In ogni momento, ciascuno di noi, è bombardato da immagini. Basta accedere con lo smartphone a Facebook o Instagram per rendersene conto. Dozzine di selfie di amici – stretti e non – scorrono sulla nostra homepage. Alcuni attirano la nostra attenzione, altri vengono inconsapevolmente ignorati. Noi stessi, quotidianamente, con dispositivi sempre più nuovi, produciamo fotografie e le usiamo per le nostre condivisioni.
Il risultato è un flusso continuo di immagini nel quale siamo immersi. Viviamo nella “civiltà delle immagini”, definita così dallo storico dell’arte e filosofo francese Didi-Huberman, dove l’immagine spesso diventa muta e non è capace di comunicarci più nulla. La loro onnipresenza non garantisce accessibilità e comprensione e, come ogni eccesso, finisce per provocare perdita di senso.
Ci siamo mai chiesti cosa vogliono le immagini da noi, ammesso che vogliano qualcosa? Proviamo a pensare all’immagine come a una farfalla. Ci sono persone che non vorranno mai perdere tempo a guardarne una e che pensano di non aver nulla da imparare da questi delicati insetti. La farfalla non fa che svolazzare di fiore in fiore, non fa che passare e, perciò, rientra nell’ambito dell’accidente più che della sostanza. Molti credono che ciò che non dura sia meno vero di ciò che dura. È così fragile una farfalla, la sua vita è così breve. Si dirà, allora, che essa distoglie lo sguardo dall’essenziale.
Esistono individui, però, più propensi a guardare. Queste persone credono che l’accidente manifesti la verità con altrettanta precisione della sostanza stessa. Allora accettano di prendersi del tempo per osservare una farfalla che passa.

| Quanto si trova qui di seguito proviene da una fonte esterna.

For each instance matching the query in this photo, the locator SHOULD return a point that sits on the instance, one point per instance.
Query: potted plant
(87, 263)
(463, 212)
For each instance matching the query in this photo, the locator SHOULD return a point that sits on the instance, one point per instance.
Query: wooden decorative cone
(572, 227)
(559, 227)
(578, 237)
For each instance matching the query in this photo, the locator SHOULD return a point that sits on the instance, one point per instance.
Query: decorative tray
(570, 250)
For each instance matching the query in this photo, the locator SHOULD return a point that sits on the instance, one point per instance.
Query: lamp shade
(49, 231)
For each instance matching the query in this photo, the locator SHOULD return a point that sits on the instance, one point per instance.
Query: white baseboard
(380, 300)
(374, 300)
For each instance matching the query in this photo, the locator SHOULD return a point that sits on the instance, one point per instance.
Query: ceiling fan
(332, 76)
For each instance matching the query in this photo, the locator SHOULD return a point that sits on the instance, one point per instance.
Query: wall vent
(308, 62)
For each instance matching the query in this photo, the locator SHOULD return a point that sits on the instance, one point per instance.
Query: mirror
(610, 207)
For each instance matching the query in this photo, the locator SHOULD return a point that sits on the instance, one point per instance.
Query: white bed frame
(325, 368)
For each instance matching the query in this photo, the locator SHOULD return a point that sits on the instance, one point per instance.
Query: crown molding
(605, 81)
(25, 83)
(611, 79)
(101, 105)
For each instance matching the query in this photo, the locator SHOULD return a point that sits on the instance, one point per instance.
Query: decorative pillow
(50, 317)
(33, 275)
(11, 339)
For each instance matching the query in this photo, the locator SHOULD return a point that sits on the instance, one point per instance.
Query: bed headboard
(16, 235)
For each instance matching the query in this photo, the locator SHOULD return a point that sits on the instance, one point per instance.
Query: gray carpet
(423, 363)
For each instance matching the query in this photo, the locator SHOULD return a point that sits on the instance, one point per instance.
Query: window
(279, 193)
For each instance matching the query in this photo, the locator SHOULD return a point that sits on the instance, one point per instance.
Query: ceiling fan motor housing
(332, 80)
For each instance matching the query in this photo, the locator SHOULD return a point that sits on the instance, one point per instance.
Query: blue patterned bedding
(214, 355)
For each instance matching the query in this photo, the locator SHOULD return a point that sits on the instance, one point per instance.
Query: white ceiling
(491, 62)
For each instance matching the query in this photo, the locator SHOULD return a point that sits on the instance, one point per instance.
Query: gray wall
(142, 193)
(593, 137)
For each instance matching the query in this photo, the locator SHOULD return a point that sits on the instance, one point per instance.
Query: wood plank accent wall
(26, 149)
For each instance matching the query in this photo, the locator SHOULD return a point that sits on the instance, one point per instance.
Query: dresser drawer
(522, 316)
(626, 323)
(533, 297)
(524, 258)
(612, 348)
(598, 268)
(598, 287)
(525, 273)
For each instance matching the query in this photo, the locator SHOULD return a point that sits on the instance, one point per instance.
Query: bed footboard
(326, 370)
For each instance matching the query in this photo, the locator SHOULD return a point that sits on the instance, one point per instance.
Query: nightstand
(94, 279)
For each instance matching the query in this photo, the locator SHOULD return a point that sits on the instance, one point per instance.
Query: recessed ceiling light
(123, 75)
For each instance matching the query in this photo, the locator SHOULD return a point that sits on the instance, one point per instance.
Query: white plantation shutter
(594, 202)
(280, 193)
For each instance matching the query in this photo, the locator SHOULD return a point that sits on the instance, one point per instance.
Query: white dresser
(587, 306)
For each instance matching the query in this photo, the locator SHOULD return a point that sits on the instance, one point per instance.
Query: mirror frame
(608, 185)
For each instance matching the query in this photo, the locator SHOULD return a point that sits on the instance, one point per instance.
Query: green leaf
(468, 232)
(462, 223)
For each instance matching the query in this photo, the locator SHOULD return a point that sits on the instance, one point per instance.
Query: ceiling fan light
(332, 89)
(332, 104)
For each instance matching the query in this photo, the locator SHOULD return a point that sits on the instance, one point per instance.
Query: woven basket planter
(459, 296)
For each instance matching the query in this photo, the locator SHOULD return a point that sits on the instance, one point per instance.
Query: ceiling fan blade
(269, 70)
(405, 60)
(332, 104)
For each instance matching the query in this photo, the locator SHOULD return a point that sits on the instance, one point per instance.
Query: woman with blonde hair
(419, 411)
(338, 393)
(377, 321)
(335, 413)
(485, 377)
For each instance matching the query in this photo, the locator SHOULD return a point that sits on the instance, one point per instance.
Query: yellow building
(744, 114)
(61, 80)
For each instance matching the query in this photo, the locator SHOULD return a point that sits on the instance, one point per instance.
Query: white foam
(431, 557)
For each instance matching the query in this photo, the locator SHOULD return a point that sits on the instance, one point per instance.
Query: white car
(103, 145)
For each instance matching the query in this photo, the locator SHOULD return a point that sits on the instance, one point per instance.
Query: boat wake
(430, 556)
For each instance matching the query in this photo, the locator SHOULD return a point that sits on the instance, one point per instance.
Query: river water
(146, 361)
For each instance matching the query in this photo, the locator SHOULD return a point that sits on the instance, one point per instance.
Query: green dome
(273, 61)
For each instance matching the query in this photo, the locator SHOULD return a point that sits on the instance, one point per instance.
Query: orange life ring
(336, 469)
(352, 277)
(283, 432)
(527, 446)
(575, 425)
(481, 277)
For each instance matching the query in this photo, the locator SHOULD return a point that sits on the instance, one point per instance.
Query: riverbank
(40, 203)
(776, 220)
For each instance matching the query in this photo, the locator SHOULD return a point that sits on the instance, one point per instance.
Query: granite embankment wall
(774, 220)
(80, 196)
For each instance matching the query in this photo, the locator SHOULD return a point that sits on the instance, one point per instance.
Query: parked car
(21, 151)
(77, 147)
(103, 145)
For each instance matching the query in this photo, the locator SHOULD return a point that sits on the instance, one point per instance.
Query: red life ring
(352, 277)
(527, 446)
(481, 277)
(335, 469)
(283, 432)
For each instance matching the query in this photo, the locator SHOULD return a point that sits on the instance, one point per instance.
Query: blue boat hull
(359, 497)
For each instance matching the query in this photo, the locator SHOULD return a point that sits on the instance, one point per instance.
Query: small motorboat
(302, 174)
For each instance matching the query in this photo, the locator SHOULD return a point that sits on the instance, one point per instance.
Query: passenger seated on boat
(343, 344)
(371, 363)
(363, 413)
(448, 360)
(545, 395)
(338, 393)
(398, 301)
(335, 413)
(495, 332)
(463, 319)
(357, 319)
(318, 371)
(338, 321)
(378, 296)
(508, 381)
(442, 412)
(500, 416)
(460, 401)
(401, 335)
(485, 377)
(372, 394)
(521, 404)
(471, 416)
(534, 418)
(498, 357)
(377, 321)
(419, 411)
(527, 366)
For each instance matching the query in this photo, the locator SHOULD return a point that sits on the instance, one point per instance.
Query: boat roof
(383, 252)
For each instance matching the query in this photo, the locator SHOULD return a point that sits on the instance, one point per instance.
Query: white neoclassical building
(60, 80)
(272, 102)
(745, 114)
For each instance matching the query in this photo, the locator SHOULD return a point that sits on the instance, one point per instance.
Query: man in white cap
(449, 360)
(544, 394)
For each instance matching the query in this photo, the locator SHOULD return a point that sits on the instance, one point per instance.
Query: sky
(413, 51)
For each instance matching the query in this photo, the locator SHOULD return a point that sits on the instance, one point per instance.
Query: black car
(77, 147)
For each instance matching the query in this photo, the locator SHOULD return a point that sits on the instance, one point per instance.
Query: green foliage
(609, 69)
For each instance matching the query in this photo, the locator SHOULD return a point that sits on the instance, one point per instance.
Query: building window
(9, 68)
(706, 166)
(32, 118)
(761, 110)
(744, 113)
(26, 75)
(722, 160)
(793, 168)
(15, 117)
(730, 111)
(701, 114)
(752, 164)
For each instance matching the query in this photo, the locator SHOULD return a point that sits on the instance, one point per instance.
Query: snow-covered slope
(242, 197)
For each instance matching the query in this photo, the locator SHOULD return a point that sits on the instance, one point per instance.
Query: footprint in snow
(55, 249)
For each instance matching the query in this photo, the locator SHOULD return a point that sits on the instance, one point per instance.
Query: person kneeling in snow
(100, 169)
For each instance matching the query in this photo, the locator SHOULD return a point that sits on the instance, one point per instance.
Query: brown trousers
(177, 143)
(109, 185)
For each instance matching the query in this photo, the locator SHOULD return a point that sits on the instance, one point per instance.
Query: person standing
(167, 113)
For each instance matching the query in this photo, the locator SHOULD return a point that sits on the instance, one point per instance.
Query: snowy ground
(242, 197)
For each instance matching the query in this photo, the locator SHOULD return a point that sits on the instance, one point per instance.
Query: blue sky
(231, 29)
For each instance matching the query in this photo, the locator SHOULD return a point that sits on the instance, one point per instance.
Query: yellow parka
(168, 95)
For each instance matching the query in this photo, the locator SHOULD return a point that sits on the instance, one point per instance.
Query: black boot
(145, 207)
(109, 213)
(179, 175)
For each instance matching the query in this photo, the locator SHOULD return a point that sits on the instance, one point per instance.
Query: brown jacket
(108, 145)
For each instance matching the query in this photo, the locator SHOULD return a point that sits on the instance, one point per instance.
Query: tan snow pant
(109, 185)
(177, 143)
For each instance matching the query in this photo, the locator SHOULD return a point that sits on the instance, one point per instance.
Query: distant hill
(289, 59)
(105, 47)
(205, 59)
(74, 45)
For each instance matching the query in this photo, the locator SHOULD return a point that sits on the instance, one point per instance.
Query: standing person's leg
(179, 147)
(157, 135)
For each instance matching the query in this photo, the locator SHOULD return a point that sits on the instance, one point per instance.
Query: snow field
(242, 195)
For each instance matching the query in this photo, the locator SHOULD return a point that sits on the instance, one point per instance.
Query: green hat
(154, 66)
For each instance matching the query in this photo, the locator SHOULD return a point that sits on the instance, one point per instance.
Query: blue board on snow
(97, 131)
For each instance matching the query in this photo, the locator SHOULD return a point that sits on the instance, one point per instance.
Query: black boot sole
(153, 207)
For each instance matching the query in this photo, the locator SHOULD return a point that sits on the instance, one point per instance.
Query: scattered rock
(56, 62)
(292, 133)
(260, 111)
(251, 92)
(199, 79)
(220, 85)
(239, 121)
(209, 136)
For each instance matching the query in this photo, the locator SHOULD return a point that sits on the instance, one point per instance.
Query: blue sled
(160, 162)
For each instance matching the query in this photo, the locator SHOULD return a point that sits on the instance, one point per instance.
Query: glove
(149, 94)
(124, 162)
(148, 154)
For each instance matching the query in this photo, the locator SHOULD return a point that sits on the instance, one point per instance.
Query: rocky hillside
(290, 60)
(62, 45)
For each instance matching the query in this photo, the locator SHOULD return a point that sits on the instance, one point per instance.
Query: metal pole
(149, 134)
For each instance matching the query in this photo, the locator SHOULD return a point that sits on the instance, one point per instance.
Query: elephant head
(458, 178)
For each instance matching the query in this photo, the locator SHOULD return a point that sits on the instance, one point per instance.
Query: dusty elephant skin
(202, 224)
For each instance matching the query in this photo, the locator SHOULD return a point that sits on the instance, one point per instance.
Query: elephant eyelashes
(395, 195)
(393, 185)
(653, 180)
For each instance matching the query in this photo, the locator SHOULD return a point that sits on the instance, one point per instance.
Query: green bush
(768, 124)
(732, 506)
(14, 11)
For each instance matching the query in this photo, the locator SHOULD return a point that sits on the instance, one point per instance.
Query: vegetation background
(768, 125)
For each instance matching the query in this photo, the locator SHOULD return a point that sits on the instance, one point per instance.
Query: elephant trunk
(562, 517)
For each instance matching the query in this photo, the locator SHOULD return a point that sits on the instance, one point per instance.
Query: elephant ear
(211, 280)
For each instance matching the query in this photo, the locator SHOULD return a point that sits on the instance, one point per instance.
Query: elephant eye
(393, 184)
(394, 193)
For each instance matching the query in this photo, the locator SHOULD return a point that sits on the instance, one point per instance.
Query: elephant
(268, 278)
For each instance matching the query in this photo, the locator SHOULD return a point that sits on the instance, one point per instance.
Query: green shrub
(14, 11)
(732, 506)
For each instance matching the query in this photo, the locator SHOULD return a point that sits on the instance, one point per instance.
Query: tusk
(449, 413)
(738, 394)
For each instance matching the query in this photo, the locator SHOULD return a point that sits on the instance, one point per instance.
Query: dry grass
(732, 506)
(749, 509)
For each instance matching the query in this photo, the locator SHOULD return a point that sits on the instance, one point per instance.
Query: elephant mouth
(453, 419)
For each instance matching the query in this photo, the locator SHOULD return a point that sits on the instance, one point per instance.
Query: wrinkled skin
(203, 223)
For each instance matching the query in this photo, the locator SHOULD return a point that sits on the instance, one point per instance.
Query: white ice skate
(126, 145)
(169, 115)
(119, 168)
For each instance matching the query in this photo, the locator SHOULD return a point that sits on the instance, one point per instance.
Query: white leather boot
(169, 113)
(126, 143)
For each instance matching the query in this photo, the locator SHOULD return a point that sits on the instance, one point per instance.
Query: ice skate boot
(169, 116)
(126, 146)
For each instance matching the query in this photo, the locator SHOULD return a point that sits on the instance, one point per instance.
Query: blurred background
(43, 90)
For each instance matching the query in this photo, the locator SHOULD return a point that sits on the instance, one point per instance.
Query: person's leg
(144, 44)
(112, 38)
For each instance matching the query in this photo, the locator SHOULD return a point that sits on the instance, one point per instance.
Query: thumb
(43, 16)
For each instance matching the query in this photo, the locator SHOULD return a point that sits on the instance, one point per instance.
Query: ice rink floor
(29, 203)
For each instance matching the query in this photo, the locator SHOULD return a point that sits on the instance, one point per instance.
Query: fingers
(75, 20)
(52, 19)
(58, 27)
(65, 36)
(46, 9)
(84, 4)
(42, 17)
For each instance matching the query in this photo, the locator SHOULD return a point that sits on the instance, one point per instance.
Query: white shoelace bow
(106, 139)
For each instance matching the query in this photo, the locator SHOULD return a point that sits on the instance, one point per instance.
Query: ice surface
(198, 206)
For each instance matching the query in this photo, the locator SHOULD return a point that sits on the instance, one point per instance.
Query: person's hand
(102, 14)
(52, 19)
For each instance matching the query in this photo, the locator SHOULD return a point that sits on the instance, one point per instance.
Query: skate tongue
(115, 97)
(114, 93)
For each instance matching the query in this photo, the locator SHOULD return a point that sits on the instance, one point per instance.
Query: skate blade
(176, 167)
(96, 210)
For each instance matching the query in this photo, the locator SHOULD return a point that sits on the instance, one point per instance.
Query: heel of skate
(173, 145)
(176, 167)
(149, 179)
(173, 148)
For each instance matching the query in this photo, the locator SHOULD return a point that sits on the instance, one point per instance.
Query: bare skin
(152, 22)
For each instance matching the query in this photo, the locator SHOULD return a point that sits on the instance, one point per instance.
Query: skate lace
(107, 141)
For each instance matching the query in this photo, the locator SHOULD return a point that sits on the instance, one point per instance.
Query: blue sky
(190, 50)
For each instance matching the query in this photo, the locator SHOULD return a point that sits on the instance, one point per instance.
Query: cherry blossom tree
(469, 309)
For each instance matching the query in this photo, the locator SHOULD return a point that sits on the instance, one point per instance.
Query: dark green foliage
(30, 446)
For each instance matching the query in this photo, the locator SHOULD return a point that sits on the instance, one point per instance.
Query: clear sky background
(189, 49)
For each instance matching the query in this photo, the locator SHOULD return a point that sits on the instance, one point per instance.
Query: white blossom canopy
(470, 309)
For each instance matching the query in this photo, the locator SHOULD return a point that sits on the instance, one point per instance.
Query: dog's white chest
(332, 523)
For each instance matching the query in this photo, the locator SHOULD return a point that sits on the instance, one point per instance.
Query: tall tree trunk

La nostra farfalla è l’immagine affissa alle pareti di un museo o quella che scopriamo tra le pagine di un album di fotografie. Non basta ammirarne il volo, fragile e meraviglioso allo stesso tempo: l’immagine chiede di essere letta. Ognuna, nella sua ineludibile singolarità, richiede un discorso specifico che tenti di dischiuderne il senso perché l’immagine è costantemente in bilico tra il desiderio che abbiamo di afferrarla e il rischio di annientarla.
Per fare questo, c’è bisogno di uno sguardo attento, uno sguardo capace di individuare il punto in cui “l’immagine brucia”, come ci ricorda Didi-Huberman. L’immagine brucia della verità che vuole testimoniare, brucia del desiderio che la anima, brucia dell’urgenza che intende manifestare, brucia del passato di cui porta testimonianza.
È necessario uno sguardo paziente che sappia opporsi all’iconoclastia paradossale della nostra epoca in cui l’immagine ammutolisce, da un lato, per la poca informazione e, dall’altro, per l’asfissia da moltiplicazione a cui è sottoposta.